Why the lethality of Omicron is misunderstood

We are misusing our perspective. Looking at the individual behavior of a variant hides the impact on the wider public.


The Misuse of Perspective

Being in a pandemic, we are having to watch scientific study happen in real time. Which is something few of us have experience doing. But it is a skill we’ll certainly be using much more.

As each new variant has come into our consciousness, we want to know what it is like. And we do this by measuring in several ways. Most importantly,

  1. how quickly does it spread
  2. how easily does it spread (by evading our defenses)
  3. and how harmful are its effects?

What this looks like in real-time is that we are having to juggle these variables in service of a single question: how worried should I be?

But just like getting assigned reading in school, many of us just want to know what’s on the test. Give me the executive summary.

How lethal is it?

The problem for us is that this question has two answers.

I’m not an immunologist and chances are neither are you. But we’re running around with two different measurements of lethality.

The first is the particularity of the strain’s behavior. When one person gets COVID-19 from this strain, how likely is it that they will die from it. From the beginning, this has been one of the ways we’ve measured the danger this virus poses to us individually.

The second measurement is how lethal the strain has been overall. How many people have died from it?

Omicron has been touted as a more rapid spreader, but less lethal variant than Delta. Which is accurate and true. But only as it pertains to the individual. To the population, Omicron is already headed for the crown as most deadly variant.

This variant is the fastest, most effective, and trickiest one yet. Meanwhile, it also is likely to be more lethal than the original. Given its capacity to spread and kill, it need not be as effective as Delta to be more deadly than Delta. If it keeps infecting, and infecting as severely as it does, it will be the king variant in no time.

This comes from a misuse of perspective.

As scientists are tracking the virus, they want to know what its individual behavior as a virus does and what its effect on the individual does.
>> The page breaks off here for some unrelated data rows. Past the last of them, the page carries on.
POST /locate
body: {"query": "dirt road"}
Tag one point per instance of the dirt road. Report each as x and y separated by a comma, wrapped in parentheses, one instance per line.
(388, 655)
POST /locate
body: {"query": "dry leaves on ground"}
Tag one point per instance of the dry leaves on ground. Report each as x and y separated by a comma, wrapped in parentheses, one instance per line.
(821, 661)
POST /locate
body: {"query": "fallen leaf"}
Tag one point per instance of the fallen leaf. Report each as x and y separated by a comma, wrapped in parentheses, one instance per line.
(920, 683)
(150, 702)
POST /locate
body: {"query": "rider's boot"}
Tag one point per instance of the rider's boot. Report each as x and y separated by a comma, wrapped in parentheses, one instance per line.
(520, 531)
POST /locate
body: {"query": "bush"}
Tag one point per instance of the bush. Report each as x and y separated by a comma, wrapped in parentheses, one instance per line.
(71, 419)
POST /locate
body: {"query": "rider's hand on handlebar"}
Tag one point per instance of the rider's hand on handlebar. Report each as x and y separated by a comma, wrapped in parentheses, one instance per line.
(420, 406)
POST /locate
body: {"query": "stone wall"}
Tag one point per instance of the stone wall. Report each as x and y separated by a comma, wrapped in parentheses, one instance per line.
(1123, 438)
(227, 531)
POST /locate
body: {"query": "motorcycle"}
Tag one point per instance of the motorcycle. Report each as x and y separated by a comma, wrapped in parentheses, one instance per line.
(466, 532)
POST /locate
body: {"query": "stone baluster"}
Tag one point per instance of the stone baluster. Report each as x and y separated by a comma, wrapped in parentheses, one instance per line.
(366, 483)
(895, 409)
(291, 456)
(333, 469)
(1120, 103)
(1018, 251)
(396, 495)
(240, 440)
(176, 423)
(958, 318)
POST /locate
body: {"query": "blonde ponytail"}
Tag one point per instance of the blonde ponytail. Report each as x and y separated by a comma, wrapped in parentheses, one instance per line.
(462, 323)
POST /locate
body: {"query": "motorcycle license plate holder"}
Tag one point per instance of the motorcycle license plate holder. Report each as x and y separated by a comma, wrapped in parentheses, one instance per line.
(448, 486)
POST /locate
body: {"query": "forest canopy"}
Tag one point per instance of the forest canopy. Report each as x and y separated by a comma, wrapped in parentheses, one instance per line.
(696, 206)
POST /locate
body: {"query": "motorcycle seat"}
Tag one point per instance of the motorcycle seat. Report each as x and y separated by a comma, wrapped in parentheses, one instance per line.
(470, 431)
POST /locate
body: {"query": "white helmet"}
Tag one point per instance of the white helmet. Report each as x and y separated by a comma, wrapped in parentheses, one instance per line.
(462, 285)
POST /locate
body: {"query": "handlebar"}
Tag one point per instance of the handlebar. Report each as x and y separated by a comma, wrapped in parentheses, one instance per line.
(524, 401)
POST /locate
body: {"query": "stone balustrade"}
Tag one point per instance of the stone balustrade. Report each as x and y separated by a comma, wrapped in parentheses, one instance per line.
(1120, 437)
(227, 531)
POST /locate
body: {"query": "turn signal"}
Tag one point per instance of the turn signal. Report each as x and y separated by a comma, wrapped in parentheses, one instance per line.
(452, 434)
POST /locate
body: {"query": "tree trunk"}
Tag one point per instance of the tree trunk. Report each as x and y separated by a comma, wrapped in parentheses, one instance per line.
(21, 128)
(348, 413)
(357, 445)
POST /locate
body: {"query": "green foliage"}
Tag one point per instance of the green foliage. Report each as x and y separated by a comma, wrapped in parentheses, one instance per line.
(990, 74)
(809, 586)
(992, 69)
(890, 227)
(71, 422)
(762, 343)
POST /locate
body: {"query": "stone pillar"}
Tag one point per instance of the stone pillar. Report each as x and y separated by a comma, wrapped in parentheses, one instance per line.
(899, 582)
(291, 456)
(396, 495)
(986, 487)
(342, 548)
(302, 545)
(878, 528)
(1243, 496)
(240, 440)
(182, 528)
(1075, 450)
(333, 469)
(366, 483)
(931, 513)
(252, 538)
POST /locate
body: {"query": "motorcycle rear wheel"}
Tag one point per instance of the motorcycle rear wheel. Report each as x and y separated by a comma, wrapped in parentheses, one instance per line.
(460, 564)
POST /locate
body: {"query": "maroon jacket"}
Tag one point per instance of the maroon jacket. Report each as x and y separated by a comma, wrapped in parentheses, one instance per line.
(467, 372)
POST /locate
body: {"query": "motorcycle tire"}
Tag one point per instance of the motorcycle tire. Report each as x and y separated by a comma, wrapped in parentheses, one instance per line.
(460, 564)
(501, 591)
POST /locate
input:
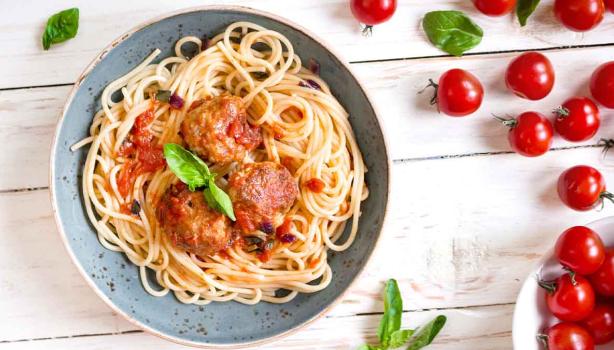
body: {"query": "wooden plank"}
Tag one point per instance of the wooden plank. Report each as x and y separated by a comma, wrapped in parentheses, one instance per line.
(24, 63)
(467, 237)
(466, 329)
(414, 128)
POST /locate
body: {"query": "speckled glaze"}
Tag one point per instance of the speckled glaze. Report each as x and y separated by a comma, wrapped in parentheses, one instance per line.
(116, 280)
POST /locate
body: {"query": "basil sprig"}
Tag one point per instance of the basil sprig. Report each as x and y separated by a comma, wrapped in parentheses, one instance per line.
(452, 31)
(192, 171)
(61, 27)
(389, 332)
(524, 9)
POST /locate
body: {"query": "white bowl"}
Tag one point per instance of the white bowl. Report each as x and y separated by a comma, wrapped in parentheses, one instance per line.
(531, 315)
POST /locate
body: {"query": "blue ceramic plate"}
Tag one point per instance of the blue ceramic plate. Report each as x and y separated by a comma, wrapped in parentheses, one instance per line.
(116, 280)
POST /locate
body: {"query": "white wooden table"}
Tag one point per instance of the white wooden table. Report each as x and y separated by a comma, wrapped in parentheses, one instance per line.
(468, 218)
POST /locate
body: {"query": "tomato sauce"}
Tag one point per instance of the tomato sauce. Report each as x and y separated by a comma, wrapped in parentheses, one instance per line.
(143, 153)
(315, 185)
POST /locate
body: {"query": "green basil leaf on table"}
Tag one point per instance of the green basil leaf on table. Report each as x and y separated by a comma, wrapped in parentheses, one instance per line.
(393, 309)
(221, 199)
(190, 169)
(425, 334)
(524, 9)
(400, 337)
(61, 27)
(452, 31)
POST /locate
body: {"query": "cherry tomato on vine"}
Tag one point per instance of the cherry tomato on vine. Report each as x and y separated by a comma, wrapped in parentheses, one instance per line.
(603, 278)
(569, 298)
(580, 249)
(459, 93)
(579, 15)
(600, 323)
(602, 84)
(372, 12)
(567, 336)
(530, 134)
(495, 7)
(530, 76)
(582, 188)
(577, 119)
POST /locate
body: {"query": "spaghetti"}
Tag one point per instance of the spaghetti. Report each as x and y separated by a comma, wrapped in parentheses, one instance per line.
(303, 127)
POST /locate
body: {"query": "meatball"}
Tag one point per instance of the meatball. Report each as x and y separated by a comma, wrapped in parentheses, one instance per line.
(260, 191)
(191, 224)
(216, 128)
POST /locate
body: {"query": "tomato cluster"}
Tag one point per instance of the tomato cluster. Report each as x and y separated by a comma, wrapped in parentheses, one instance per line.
(581, 297)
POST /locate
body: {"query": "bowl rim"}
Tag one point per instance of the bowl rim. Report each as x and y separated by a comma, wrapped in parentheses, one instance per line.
(526, 284)
(52, 182)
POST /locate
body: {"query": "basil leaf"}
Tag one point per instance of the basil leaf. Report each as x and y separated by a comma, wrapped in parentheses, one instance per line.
(190, 169)
(369, 347)
(400, 337)
(61, 27)
(524, 9)
(425, 334)
(214, 194)
(452, 31)
(393, 307)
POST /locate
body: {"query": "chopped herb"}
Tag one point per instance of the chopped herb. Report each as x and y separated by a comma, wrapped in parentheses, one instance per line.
(310, 84)
(135, 208)
(60, 27)
(163, 95)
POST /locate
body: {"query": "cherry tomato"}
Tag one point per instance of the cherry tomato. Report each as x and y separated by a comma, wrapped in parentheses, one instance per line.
(530, 134)
(372, 12)
(530, 76)
(603, 279)
(577, 119)
(582, 188)
(569, 299)
(580, 249)
(600, 323)
(568, 336)
(579, 15)
(602, 84)
(495, 7)
(459, 93)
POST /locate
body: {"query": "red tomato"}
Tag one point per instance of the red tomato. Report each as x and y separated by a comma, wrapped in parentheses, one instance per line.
(372, 12)
(495, 7)
(459, 93)
(569, 336)
(577, 119)
(579, 15)
(530, 134)
(602, 84)
(603, 279)
(581, 187)
(530, 76)
(600, 323)
(580, 249)
(569, 300)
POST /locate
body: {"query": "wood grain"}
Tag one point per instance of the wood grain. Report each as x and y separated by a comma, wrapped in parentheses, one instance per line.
(467, 237)
(24, 63)
(414, 128)
(475, 324)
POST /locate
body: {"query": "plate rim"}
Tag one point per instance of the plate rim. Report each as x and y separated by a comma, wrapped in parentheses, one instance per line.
(52, 182)
(517, 338)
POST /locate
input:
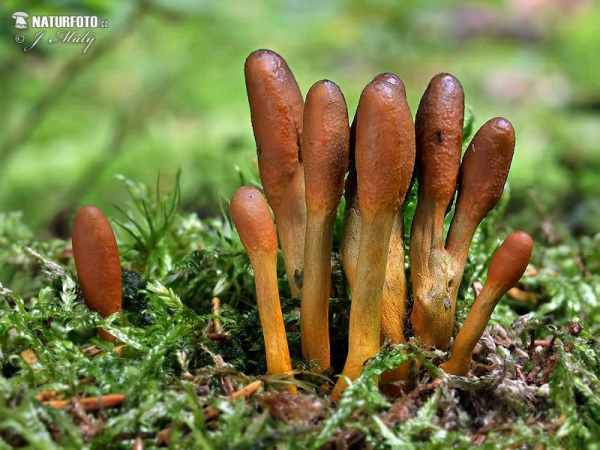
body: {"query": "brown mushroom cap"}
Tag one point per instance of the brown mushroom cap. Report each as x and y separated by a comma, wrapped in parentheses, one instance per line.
(510, 261)
(97, 261)
(384, 169)
(485, 169)
(252, 218)
(276, 107)
(438, 129)
(506, 268)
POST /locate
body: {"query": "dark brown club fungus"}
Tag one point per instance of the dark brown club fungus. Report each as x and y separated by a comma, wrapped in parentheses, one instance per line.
(252, 219)
(395, 294)
(506, 268)
(325, 143)
(438, 129)
(276, 111)
(437, 269)
(384, 162)
(97, 262)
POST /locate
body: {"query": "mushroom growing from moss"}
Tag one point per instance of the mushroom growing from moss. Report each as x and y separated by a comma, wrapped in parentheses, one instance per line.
(325, 144)
(252, 219)
(438, 128)
(97, 262)
(437, 270)
(276, 111)
(385, 149)
(506, 268)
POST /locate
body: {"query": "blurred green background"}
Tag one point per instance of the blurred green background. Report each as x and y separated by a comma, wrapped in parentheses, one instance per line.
(162, 87)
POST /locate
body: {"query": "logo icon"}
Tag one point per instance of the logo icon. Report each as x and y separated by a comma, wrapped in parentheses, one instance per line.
(20, 17)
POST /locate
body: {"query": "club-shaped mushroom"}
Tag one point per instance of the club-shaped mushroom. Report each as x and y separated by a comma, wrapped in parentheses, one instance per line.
(20, 17)
(438, 128)
(276, 111)
(483, 174)
(385, 149)
(97, 262)
(252, 219)
(325, 143)
(506, 268)
(395, 294)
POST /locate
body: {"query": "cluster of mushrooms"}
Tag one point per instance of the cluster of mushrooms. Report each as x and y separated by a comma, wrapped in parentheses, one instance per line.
(309, 156)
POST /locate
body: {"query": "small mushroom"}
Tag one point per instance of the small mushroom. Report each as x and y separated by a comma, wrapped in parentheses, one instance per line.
(97, 262)
(325, 144)
(276, 107)
(506, 268)
(385, 149)
(252, 219)
(20, 17)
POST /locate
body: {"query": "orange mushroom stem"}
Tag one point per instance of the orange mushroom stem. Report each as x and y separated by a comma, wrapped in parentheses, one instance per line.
(252, 219)
(385, 152)
(325, 144)
(97, 263)
(506, 268)
(276, 107)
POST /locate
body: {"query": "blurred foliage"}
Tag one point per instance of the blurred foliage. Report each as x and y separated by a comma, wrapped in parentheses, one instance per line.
(162, 88)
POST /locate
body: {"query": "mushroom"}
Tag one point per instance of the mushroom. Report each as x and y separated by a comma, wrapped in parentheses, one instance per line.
(506, 268)
(97, 263)
(483, 173)
(325, 144)
(20, 17)
(252, 219)
(438, 127)
(385, 149)
(393, 307)
(276, 111)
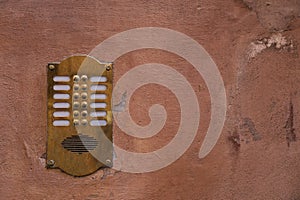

But they don’t stop there.

We need to know what this means to populations. It is never just about me in a global pandemic.

We are all trying to engage with the risk, which does require our knowing how the virus behaves toward us as individuals and what is happening to our community, region, and planet. Because we all know that prevention requires a public commitment.

When we zero in on the individual behaviors, we miss the actual picture. In other words, we can’t do the math.

Think of it this way. If Omicron spreads twice as effectively as Delta, it can be nearly half as lethal as Delta and still kill more people. And early indicators show Omicron as being ridiculously effective at spreading.

This isn’t a tame strain: it’s a Trojan Horse.

As so many of us keep thinking of the SARS-CoV-2 virus and its individual variants as an individual problem, we will continue to have a public health emergency.

I recognize the desire to see a silver lining. And it is accurate to say it has a less lethal capacity than Delta, but it is functionally inaccurate to call it tame or less lethal given the way it spreads.

And in the end, if it doesn’t claim as many lives as Delta globally, it is likely more to do with the prevalence of interventions and the global response to a global problem. Which further drives the real point home.